First write that as $\int (x^2e^{\frac{x^2}{2}})(x dx)$ and let $u= x^2$. Then use integration by parts.

use $f(0) = 1$ to determine your constant of integration afterwards.

4. Originally Posted by zen-x
(e^(xy))(1+xy)dx + (x^2)(e^(xy))dy = 0
you need to do a little algebra on this one to put it in the correct form.

$e^{xy}(1+xy)dx + x^2e^{xy}dy = 0$

$e^{xy}(1+xy)dx = -x^2e^{xy}dy$

$e^{xy}(1+xy)dx = -x^2e^{xy}dy$

divide both sides by $e^{xy}$

$(1+xy)dx = -x^2dy$

$\frac{(1+xy)}{-x^2} = \frac{dy}{dx}$

$\frac{dy}{dx} = \frac{(1+xy)}{-x^2}$

$\frac{dy}{dx} = \frac{1}{-x^2}+\frac{xy}{-x^2}$

$\frac{dy}{dx} = \frac{1}{-x^2}+\frac{y}{-x}$

$\frac{dy}{dx} +\frac{y}{x} = \frac{1}{-x^2}$

$\frac{dy}{dx} +\frac{1}{x}y = \frac{1}{-x^2}$

now you can use the integrating factor method again as above

where $I = e^{\int\frac{1}{x}dx}$

good luck!

5. Originally Posted by pickslides
You need to use the integrating factor method on this equation as it is not separable.
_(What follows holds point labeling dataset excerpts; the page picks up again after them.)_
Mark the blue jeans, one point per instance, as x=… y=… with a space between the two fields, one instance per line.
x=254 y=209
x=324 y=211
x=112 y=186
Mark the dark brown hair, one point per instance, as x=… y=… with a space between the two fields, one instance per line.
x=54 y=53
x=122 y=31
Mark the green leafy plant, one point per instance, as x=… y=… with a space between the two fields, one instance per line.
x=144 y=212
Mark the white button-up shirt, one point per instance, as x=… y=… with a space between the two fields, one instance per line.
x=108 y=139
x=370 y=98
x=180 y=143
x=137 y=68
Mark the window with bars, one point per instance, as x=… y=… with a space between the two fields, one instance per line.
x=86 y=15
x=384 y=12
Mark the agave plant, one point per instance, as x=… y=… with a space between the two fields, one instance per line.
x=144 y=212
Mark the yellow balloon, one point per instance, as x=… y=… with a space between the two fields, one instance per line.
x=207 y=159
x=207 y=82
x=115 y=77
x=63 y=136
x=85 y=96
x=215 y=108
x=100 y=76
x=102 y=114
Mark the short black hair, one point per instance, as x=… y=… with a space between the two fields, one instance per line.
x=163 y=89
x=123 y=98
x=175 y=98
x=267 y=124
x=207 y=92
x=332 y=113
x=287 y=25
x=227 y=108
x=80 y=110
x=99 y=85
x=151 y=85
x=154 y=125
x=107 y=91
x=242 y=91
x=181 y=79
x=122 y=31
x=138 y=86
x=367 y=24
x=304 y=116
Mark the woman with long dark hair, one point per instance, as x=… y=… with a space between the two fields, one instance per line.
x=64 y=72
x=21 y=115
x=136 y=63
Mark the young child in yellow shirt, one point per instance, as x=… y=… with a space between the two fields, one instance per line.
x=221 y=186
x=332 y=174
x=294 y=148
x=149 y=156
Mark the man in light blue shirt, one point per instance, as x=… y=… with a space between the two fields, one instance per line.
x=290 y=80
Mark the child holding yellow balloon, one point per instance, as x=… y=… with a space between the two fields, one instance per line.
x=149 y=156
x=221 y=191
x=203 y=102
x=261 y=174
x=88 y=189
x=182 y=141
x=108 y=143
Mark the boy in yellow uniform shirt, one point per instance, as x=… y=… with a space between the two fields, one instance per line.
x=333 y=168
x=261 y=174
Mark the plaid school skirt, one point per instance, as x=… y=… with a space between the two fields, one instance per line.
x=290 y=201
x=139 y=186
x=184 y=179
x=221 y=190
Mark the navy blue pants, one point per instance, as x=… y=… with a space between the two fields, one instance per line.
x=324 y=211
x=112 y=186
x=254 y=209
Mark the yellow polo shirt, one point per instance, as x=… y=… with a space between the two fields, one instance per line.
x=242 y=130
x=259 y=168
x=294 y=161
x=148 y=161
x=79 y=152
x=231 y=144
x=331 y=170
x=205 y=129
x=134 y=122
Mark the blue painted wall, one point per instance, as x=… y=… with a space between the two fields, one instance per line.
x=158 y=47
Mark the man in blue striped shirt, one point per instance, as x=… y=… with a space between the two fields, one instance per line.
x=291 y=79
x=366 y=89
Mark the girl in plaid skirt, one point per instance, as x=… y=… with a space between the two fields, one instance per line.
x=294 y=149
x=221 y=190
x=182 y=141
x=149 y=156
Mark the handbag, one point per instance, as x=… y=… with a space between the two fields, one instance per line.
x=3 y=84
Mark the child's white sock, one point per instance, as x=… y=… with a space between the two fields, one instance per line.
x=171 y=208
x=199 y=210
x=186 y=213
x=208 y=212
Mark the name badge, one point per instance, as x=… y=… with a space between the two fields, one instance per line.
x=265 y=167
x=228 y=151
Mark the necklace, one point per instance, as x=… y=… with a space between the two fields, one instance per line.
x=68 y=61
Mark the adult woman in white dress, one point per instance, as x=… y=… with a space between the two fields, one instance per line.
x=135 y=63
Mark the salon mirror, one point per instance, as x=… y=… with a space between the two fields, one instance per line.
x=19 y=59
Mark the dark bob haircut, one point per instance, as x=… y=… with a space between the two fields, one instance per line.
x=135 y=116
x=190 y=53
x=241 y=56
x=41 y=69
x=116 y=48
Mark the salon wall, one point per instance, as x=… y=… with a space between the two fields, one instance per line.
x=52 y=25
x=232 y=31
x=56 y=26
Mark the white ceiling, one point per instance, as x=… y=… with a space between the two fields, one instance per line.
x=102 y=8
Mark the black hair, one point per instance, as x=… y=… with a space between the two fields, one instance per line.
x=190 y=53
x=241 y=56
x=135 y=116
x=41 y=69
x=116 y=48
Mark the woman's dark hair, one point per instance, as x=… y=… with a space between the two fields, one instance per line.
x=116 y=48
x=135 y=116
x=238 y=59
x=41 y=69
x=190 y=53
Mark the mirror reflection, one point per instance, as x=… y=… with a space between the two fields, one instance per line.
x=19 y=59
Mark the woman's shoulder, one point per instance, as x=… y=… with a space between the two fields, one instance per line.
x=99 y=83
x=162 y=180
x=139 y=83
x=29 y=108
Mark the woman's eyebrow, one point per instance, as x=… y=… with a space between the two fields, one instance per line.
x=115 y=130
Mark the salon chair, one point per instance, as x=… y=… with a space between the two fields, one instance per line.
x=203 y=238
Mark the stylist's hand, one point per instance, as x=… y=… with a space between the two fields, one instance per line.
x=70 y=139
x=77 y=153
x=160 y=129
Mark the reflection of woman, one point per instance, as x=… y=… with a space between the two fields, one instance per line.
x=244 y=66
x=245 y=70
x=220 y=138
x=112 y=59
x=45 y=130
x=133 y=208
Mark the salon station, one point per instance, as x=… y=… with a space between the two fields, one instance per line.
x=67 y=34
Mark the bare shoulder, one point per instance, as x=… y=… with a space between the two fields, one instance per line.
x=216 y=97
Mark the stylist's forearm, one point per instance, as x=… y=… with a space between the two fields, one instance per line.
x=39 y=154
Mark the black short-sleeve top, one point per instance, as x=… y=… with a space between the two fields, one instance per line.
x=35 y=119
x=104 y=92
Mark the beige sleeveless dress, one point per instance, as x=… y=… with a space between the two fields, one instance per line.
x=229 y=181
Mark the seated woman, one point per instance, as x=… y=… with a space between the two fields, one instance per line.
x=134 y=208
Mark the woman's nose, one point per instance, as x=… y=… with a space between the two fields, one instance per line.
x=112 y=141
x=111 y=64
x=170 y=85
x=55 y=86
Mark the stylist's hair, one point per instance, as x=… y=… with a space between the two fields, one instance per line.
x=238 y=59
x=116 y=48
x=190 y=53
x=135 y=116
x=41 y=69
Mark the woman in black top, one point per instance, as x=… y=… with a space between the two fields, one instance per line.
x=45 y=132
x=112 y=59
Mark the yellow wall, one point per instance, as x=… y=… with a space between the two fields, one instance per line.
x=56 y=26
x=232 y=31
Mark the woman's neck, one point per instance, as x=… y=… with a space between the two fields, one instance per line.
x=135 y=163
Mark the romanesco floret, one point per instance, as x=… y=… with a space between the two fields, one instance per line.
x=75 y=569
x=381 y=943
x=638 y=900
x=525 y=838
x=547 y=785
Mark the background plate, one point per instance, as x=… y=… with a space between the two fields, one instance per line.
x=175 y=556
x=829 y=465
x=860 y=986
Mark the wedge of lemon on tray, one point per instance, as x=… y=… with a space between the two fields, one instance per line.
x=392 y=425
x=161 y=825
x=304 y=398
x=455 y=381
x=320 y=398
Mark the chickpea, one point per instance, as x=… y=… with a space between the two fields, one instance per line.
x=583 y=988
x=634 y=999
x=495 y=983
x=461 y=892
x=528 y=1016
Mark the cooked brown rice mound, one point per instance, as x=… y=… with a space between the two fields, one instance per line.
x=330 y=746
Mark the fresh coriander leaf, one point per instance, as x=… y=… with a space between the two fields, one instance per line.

for an equation in the from $y'+f(x)y = g(x)$

your integrating factor is found as follows

$I = e^{\int f(x) dx} = e^{\int x dx} =e^{ \frac{x^2}{2}}$

multiplying this through the entire equation gives

$e^{ \frac{x^2}{2}}y' + xe^{ \frac{x^2}{2}}y = x^3 e^{ \frac{x^2}{2}}$

then using the product rule, LHS changes to be

$(e^{ \frac{x^2}{2}}y)' = x^3 e^{ \frac{x^2}{2}}$

now integrate both sides

$e^{ \frac{x^2}{2}}y = \int x^3 e^{ \frac{x^2}{2}}dx$

gives y to be

$y = \frac{\int x^3 e^{ \frac{x^2}{2}}dx}{e^{ \frac{x^2}{2}}}$

you will have to finish the problem by using integration by parts on the numerator of the RHS.

use $f(0) = 1$ to determine your constant of integration afterwards.
Thanks so much for the help, however, just one thing that i could not understand in the algebra here:

then using the product rule, LHS changes to be

$(e^{ \frac{x^2}{2}}y)' = x^3 e^{ \frac{x^2}{2}}$

How the the LHS transform like that?

6. In a sense, he is using the product rule "in reverse". The product rule states that (uv)'= u'v+ uv'.

Here, you have $e^{ \frac{x^2}{2}}y' + xe^{ \frac{x^2}{2}}y$
Further, it is easy to see that $\left(e^{\frac{x^2}{2}}\right)'= xe^{\frac{x^2}{2}}$ so take $u= e^{\frac{x^2}{2}}$ and v= y.